Paper Overview
Research Area: AI/ML Authors: Ya Wang, Lei Zhang, Xueguang Yang Published: 2026-09-06 arXiv: 2509.00001
Abstract
Artificial intelligence is changing the form of applied English materials from fixed paper sequences to adaptive learning systems that can diagnose learners, recommend tasks, and provide formative feedback. This paper studies the structure and application of a new practical English textbook driven by artificial intelligence. A five-layer architecture is proposed: knowledge mapping, learner profiling, task generation, feedback orchestration, and teacher-side governance. A prototype was tested on 186 non-English-major undergraduates for eight weeks of teaching.
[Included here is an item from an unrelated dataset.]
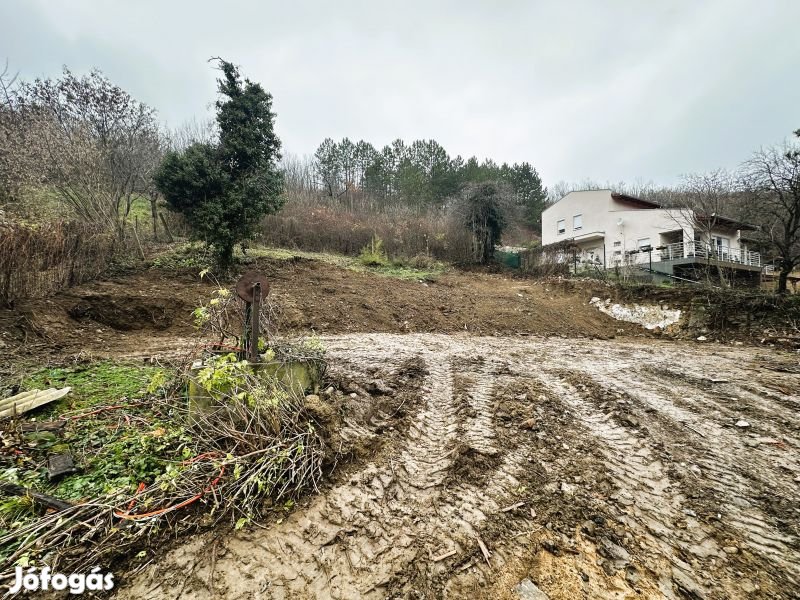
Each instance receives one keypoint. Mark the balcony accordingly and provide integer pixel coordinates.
(700, 250)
Compared with a static digital textbook, the proposed system increased the unit completion accuracy from 72.4% to 84.9%, raised the average score for speaking tasks by 10.8 points, and reduced the teacher's correction time by 31.6%. The findings suggest that AI-driven textbooks can provide personalized learning paths, enriched exercise materials, and traceable classroom data while maintaining curricular stability.
Key Contributions
- A five-layer architecture for AI-driven English textbooks: knowledge mapping, learner profiling, task generation, feedback orchestration, and teacher-side governance
- An eight-week classroom evaluation with 186 non-English-major undergraduates
- Measured improvements over a static digital textbook:
- Unit completion accuracy: 72.4% → 84.9%
- Average speaking task score: +10.8 points
- Teacher correction time: −31.6%
Significance
The study demonstrates that AI-driven textbooks can balance adaptivity with curricular stability, offering individualized learning paths and actionable, traceable classroom analytics for teachers.